Eleventh Circuit restores most of multimillion dollar verdict in favor of qui tam relator backed by litigation funder

On June 25, 2020, the United States Court of Appeals for the Eleventh Circuit reversed one of the most noted False Claims Act (FCA) decisions to have been handed down in a decade and reinstated most of a 2017 jury verdict holding owners and operators of skilled nursing facilities liable for damages and penalties under the FCA. While applying the same "rigorous" post-Escobar materiality and knowledge standards that led the trial judge to find the trial record showed "an entire absence of evidence" of materiality, the appellate court found that “plain and obvious” evidence of materiality supported a verdict of $85 million in single damages for Medicare fraud. But in affirming the trial court’s rejection of the jury’s verdict finding fraud on the Florida Medicaid program, the panel also showed that Escobar materiality can meaningfully limit the reach of the FCA in the right circumstances.


In 2011, Relator Angela Ruckh filed a qui tam complaint against five defendants who provided and managed the provision of skilled nursing facility services in Florida. Ruckh alleged that the defendants engaged in "upcoding" claims for covered Medicare services by artificially inflating Resource Utilization Group codes to get higher Minimum Data Set assessment scores, and engaged in the "ramping" of treatment – artificially timing services to coincide with Medicare’s regularly scheduled assessment periods to maximize forward-looking reimbursement levels.

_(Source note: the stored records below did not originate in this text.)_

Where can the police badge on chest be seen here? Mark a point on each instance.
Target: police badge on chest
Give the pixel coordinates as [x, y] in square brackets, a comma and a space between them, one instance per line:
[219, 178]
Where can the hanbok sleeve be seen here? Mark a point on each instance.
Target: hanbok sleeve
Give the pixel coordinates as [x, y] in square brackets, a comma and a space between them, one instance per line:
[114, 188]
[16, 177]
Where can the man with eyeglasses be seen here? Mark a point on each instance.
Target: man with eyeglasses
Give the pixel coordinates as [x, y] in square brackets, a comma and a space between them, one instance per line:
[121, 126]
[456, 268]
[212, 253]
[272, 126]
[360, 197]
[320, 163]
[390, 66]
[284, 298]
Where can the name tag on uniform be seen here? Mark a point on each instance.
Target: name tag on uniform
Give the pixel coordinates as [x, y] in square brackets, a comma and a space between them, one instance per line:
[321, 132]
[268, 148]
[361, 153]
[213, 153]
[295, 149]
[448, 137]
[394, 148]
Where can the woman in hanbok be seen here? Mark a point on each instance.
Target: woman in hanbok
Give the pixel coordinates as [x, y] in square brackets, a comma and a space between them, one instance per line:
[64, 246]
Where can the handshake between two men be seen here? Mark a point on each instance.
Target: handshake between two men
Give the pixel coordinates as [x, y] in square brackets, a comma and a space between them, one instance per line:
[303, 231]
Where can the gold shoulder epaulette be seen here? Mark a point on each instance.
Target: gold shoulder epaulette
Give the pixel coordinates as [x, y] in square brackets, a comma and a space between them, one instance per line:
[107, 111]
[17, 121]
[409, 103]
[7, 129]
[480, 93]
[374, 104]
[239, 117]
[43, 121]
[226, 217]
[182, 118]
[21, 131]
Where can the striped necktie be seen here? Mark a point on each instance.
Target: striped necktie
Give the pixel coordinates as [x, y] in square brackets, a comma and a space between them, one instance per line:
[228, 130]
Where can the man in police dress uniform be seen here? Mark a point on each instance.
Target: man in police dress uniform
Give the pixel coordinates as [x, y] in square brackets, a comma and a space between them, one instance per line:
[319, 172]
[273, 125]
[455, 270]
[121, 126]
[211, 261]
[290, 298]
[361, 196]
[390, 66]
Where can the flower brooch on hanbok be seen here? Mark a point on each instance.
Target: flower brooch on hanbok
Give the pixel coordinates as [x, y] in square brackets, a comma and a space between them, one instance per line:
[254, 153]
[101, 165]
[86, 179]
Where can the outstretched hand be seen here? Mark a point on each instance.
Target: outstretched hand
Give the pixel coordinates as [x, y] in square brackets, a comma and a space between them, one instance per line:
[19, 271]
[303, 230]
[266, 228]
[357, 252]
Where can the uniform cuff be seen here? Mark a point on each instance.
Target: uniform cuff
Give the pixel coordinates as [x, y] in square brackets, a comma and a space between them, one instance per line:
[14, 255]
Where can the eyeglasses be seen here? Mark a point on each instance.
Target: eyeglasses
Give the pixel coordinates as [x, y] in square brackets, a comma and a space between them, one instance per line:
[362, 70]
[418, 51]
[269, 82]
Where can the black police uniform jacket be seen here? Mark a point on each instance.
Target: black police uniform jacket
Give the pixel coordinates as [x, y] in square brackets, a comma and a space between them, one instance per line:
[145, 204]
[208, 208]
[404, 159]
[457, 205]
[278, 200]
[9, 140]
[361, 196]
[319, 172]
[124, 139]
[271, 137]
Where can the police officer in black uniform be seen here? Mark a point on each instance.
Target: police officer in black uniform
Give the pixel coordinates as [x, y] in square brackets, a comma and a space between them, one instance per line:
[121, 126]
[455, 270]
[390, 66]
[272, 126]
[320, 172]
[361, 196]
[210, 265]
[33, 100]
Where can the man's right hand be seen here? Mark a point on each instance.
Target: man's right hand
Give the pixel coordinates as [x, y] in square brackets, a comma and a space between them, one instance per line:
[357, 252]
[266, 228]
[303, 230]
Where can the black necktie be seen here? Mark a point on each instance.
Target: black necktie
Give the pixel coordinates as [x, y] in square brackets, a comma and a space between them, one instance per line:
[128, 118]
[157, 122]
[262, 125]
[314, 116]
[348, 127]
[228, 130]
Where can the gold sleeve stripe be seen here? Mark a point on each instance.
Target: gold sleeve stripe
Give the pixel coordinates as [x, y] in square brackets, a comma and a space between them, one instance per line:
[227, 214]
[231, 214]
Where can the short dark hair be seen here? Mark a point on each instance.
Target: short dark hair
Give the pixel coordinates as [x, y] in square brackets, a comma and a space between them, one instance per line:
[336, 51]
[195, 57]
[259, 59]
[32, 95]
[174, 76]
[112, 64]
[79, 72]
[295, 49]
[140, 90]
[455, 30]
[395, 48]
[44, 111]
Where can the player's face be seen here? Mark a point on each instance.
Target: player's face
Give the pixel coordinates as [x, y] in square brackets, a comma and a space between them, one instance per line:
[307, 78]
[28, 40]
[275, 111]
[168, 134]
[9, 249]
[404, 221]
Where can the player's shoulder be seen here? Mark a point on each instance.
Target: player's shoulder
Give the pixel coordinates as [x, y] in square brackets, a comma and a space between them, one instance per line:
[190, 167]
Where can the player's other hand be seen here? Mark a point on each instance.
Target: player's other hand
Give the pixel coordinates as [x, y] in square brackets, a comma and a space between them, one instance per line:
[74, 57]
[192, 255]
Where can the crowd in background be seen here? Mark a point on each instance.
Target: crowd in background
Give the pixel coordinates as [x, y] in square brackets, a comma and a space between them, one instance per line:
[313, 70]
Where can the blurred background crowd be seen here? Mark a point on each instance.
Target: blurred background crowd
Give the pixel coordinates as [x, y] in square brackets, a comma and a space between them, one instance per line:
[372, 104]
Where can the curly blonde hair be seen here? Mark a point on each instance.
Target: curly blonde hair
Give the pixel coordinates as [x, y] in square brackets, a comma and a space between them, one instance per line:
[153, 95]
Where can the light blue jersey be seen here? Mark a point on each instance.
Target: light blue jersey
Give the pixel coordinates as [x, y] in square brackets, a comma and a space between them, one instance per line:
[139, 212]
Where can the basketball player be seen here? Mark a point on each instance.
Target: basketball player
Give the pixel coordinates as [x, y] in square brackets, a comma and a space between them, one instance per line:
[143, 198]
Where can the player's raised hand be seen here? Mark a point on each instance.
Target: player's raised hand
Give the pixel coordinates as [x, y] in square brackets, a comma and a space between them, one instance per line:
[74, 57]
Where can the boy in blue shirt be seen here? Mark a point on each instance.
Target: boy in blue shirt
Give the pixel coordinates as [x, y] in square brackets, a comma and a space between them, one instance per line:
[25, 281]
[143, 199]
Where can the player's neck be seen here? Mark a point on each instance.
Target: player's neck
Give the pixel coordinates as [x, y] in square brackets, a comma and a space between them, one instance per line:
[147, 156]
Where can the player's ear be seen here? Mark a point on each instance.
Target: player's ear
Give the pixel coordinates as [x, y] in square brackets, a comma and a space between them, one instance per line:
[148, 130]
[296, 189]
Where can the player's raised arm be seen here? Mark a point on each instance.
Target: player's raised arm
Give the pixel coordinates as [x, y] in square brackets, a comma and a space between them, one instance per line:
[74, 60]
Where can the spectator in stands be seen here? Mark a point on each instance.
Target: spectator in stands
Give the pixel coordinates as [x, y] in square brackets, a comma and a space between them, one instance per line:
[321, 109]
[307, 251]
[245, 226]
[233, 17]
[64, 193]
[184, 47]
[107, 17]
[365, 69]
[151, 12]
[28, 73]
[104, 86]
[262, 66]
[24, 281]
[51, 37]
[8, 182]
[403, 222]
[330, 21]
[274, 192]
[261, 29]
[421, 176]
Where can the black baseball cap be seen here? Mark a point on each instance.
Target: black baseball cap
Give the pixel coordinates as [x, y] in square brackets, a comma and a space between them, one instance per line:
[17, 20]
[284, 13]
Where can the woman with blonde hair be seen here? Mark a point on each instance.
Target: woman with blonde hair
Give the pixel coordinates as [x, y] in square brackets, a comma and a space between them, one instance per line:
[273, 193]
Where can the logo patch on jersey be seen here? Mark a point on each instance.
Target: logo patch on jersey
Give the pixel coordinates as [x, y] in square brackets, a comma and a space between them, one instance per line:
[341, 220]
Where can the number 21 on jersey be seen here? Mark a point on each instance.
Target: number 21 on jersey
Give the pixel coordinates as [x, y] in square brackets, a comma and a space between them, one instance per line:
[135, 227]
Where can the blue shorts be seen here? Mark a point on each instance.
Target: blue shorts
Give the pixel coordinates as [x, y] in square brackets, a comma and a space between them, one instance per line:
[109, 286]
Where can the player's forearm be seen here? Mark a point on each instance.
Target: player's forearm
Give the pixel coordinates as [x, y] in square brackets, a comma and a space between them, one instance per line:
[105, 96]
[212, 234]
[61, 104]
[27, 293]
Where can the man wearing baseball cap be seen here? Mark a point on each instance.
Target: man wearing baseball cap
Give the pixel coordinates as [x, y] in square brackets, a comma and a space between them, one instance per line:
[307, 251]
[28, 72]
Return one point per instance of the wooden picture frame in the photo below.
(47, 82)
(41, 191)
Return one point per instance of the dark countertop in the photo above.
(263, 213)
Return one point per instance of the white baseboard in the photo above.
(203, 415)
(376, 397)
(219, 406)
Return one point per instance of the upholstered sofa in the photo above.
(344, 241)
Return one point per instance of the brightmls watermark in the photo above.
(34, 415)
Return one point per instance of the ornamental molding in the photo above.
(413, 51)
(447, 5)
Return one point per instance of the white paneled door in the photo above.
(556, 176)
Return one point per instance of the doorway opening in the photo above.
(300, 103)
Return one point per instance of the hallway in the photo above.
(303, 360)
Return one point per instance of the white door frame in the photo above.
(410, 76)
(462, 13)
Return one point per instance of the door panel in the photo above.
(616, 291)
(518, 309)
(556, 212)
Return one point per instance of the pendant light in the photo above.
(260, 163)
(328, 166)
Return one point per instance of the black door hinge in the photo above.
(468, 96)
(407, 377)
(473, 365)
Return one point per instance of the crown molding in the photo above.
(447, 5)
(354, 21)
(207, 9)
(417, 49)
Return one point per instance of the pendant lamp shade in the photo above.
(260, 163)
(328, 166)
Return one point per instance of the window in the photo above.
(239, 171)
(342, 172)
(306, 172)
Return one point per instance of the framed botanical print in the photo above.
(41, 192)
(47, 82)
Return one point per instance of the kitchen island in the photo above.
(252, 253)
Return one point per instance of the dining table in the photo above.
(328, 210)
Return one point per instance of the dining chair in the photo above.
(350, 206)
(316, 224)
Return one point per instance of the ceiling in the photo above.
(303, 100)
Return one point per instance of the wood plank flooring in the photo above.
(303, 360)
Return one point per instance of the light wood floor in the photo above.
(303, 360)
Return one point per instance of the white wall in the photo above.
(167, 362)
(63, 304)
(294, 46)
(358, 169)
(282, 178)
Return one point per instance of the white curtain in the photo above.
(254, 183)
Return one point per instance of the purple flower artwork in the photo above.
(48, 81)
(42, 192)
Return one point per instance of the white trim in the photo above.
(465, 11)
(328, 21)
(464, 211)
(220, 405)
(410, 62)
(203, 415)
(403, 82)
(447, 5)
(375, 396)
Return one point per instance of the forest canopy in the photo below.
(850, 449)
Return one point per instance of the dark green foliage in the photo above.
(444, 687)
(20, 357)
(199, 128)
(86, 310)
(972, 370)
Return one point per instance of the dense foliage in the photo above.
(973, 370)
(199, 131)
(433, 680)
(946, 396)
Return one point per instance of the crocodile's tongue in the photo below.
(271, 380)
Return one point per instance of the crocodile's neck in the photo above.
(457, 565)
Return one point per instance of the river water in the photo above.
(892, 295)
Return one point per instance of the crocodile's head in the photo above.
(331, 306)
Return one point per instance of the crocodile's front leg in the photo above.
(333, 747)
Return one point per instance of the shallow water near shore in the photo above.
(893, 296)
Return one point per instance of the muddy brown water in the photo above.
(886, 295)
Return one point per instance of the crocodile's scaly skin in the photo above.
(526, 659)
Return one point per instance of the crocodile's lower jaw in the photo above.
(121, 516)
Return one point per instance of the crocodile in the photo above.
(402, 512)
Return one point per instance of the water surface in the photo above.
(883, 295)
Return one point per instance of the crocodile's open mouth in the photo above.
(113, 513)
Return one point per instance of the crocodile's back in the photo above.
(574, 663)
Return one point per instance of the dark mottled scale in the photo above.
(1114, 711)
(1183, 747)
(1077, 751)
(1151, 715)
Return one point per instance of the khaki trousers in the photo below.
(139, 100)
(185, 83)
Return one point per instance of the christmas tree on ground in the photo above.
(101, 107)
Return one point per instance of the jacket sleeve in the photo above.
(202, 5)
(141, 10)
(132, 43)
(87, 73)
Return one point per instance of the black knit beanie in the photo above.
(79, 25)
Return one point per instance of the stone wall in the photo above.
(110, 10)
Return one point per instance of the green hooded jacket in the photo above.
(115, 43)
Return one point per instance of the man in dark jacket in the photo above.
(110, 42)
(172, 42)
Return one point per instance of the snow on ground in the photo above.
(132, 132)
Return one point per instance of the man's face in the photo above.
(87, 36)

Both practices, she alleged, had the effect of increasing Medicare reimbursement for the services. She also contended that defendants had failed to prepare and maintain comprehensive care plans for Medicaid patients resident in their facilities. A jury in the U.S. District Court for the Middle District of Florida returned a verdict for the relator, awarding $115 million in single damages. The district court entered a judgment in favor of the relator, the United States, and the State of Florida for nearly $348 million after trebling and the imposition of penalties. Following entry of judgment, the defendants renewed a pending motion for judgment as a matter of law, challenging the findings of both Medicare and Medicaid fraud for lack of materiality.